Three-part Harmony

The three young partners at Vivid Publishing, creators of TypeView software, credit accidents for both the formation of their company and the development of their NeXT product. It was not by mistake, however, that they ended up where they did: just north of Silicon Valley, sharing a live-and-work space that has a great view of the mountains.

"It's inspirational," suggests Nathan Shedroff, the group's designer and an area native. "It's with-out the industrial sprawl of the Valley," management and marketing man Sterling Hutto adds in a Georgia drawl, finishing his colleague's thought, as these three tend to do. "It fits our small-town up-bringing," concludes Ken Fromm, the programmer in the group.

Their conversational style and their harmony about the location make it clear they get along. "Our skills balance out, our personalities mesh," says Shedroff.

The Vivid partners started out far afield of each other, however. Shedroff studied automobile and interface design and then worked on a unique information-design approach to books at The Understanding Business (TUB) in San Francisco; Hutto was trained in electrical engineering and physics, and then studied psychology and teaching; Fromm was on the board of the Bay Area NeXT Users Group and the principal author of Adobe's Programming the Display Post-Script System with NeXT-STEP, which members of the NeXT community commonly refer to as "The Purple Book."
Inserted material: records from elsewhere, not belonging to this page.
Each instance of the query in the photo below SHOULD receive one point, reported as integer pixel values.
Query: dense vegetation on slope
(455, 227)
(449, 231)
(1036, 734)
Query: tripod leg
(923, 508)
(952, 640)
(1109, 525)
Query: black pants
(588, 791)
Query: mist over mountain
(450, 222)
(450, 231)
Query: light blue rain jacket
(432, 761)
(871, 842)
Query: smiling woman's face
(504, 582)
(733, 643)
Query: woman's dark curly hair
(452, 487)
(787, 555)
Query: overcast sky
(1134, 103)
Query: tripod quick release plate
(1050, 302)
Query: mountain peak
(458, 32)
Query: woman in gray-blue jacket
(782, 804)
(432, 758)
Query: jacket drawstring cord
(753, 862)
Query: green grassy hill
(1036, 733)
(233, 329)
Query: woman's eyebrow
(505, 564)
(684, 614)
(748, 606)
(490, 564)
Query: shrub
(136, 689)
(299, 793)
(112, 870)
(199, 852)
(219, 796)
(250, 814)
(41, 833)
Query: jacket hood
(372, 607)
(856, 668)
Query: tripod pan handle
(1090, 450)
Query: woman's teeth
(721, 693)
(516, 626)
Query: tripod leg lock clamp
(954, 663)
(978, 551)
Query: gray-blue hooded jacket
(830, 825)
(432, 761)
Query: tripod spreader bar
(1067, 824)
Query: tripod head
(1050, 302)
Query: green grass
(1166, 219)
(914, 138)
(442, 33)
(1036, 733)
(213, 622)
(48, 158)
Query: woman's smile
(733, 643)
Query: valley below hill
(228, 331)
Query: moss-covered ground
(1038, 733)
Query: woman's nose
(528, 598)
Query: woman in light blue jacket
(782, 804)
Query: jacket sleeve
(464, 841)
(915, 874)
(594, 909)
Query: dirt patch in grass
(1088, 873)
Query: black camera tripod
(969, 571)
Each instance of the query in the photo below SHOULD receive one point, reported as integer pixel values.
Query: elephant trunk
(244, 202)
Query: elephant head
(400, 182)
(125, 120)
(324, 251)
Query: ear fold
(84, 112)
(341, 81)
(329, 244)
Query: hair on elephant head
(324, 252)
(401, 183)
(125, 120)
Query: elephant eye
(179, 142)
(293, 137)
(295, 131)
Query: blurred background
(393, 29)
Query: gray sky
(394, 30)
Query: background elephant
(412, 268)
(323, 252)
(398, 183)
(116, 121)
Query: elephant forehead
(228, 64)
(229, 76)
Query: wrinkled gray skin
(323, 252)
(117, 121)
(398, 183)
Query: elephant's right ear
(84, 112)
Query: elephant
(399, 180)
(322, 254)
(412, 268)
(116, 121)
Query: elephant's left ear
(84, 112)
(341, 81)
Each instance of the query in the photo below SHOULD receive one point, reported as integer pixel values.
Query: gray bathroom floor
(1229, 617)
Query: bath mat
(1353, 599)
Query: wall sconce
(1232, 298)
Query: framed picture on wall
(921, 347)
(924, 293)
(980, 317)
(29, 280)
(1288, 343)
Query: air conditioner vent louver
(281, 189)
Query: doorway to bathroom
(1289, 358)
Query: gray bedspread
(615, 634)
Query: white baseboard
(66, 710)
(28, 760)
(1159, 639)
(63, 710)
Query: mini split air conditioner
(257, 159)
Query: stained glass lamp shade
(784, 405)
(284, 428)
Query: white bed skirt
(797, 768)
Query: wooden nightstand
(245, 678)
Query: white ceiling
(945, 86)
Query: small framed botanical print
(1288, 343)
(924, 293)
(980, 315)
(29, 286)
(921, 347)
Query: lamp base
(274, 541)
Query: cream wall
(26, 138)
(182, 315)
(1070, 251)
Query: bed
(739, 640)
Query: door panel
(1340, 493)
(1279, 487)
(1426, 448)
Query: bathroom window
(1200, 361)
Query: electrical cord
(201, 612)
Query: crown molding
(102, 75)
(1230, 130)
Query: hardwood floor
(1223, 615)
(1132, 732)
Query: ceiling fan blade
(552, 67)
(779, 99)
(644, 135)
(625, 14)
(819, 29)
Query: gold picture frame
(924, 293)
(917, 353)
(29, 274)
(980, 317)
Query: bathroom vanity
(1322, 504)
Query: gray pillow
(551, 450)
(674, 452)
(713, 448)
When the trio decided to create a book together, they had no idea it would mean setting up a whole company Ð or moving beyond traditional books to hypermedia and software. "Publishing books is a lot like publishing software," explains Shed- roff. "We help people understand information, give them more access, awareness, and empowerment." The development of TypeView as a NeXT product occurred in the process of building the font-access-and-choosing utility for internal use in their publishing business.

It turned out they weren't the only ones in need of it. "Fonts are emotions in type," says Hutto, offering a rationale for providing graphic artists and nondesigners alike with help in managing and applying their font collections.

So far, Vivid has had several successes. Its first book design project, Danny Goodman's Macintosh Handbook, used a unique visual presentation that mimicked that platform's familiar iconic interface. Then came their own title, Understanding Computers, which reflected and advanced the innovative style Shedroff had developed at TUB while working with information-design guru Richard Wurman.

Like many book publishers, the Vivid partners haven't yet moved to using the NeXT themselves for desktop publishing; the company has produced all its books with PageMaker on the Macintosh. The team is anxious to switch, but won't do so until NeXT ships a notebook machine.

"We're not a platform-specific company," says Shedroff. "We're [developing] on the NeXT because of its capabilities."

Shedroff believes the concurrent imaging model of Display PostScript could make NeXT the electronic-publishing platform of choice in the near future. Meanwhile, Vivid has plans to put out a series of "Understanding" books, including one about CD-ROM, and software tied to information products such as Map View, a personal geographic-information system to access maps on the NeXT.

As long as it means learning something new. Says Hutto: "If we can't grow by doing it, we're not interested."